Laurence Lewis talks about the importance of getting it right the first time.

Recruiting is a vital part of the Captain and heads of departments job, and much is at stake. As the Caribbean season is approaching many will be looking at hiring new crew members.

Which employer has never been guilty of talking too much during the interview instead of asking the relevant, incisive questions which will ensure the best candidate is hired? Few, I'm sure! Yet who can afford to get it wrong when everybody is part of the food chain? The Captain assesses his/her Chief Stewardess, Captain is himself assessed by the owner on how well he chooses the crew. Your crew agency (by the way, using more than two, three maximum, is counterproductive for you the client) will of course do the groundwork and will provide you with a shortlist of one, or a few candidates if you wish, for you to interview. It's then over to you. Which questions should you ask? What shall you look for?

On trend

As a recruiter I read many blogs, papers and books on trends in interviewing techniques and, last June, I came upon the interview which Laszlo Bock, Senior Vice President of People Operations at Google, gave to the New York Times in which he revealed that the famous Google brainteasers were "a complete waste of time". They do not predict anything. They serve primarily to make the interviewer feel smart."

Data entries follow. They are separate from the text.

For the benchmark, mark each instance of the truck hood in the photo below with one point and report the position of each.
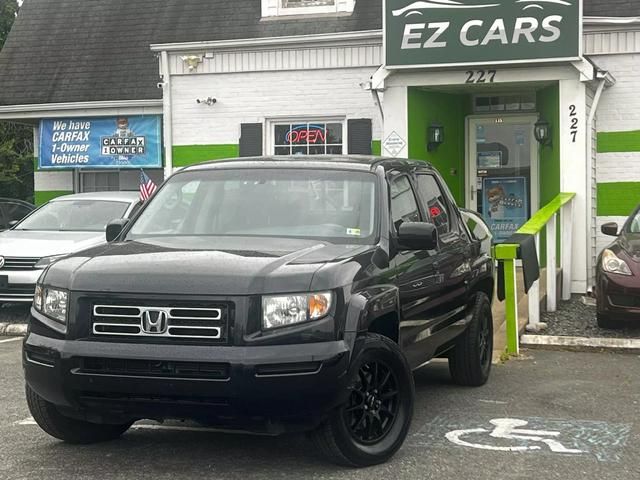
(39, 244)
(209, 266)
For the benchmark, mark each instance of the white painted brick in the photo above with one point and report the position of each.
(254, 97)
(618, 167)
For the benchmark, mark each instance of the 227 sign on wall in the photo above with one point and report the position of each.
(429, 33)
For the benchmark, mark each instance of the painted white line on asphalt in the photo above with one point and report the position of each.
(27, 421)
(618, 344)
(11, 340)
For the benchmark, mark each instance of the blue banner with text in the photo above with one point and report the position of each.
(114, 142)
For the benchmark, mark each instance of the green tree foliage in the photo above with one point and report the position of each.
(16, 140)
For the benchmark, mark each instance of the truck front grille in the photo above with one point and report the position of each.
(19, 263)
(179, 322)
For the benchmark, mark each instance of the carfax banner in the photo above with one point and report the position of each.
(504, 205)
(114, 142)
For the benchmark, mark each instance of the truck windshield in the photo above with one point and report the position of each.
(336, 206)
(74, 216)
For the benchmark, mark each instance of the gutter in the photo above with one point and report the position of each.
(294, 40)
(604, 79)
(167, 117)
(44, 107)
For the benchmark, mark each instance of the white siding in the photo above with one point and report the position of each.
(612, 42)
(255, 97)
(619, 111)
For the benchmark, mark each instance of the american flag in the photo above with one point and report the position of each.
(147, 187)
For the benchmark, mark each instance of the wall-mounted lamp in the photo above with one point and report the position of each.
(435, 137)
(192, 62)
(542, 132)
(207, 101)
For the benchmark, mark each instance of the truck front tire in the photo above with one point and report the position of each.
(470, 360)
(373, 424)
(68, 429)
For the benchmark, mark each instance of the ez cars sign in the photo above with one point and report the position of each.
(433, 33)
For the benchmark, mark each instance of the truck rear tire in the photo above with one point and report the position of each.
(68, 429)
(470, 360)
(373, 424)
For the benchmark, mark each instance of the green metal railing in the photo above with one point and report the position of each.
(545, 218)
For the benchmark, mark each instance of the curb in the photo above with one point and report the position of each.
(13, 329)
(581, 344)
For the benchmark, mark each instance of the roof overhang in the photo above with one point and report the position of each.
(57, 110)
(295, 40)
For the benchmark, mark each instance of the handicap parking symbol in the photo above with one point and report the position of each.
(602, 441)
(509, 429)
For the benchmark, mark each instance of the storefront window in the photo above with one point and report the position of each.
(308, 138)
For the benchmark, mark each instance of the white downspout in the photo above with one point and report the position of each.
(592, 114)
(167, 116)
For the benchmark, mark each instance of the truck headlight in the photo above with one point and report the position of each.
(613, 264)
(284, 310)
(46, 261)
(51, 302)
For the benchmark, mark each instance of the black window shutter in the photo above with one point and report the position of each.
(359, 136)
(250, 139)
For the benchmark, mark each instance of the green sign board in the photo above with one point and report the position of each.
(432, 33)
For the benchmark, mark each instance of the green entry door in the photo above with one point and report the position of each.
(502, 170)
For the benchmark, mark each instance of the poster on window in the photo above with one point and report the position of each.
(110, 142)
(504, 205)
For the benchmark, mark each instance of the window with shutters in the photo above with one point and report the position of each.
(271, 8)
(308, 138)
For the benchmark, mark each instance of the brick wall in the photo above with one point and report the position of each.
(253, 97)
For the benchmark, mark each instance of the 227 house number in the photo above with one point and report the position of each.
(481, 76)
(573, 128)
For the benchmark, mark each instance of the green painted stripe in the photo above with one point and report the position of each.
(618, 199)
(184, 155)
(619, 141)
(43, 197)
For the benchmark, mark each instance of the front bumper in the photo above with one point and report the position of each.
(618, 296)
(281, 387)
(21, 285)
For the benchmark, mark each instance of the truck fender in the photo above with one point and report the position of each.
(368, 305)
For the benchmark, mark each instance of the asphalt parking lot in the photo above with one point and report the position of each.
(548, 415)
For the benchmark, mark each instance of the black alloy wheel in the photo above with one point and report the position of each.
(373, 405)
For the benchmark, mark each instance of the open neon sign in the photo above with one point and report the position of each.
(304, 134)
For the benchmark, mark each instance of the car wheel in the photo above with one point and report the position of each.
(470, 360)
(68, 429)
(606, 322)
(373, 424)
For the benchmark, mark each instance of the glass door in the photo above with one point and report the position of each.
(502, 168)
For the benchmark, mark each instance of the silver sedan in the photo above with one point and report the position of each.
(64, 225)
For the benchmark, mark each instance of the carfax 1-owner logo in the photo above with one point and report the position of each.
(113, 142)
(470, 32)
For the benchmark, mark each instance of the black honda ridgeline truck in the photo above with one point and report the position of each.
(267, 295)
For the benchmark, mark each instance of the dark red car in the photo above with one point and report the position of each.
(618, 274)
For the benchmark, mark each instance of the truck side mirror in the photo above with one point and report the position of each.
(115, 227)
(610, 229)
(417, 236)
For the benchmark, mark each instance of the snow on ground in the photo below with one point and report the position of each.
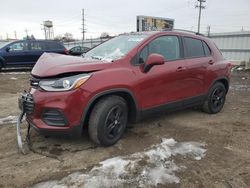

For information, here's one such Google brainteaser: "You're the captain of a pirate ship and your crew gets to vote on how the gold is divided up. If fewer than half of the pirates agree with you, you die. How do you recommend apportioning the gold in such a way that you get a good share of the booty, but still survive?" From a pirate ship and its gold to a charter yacht with its tips...could have been an interesting question…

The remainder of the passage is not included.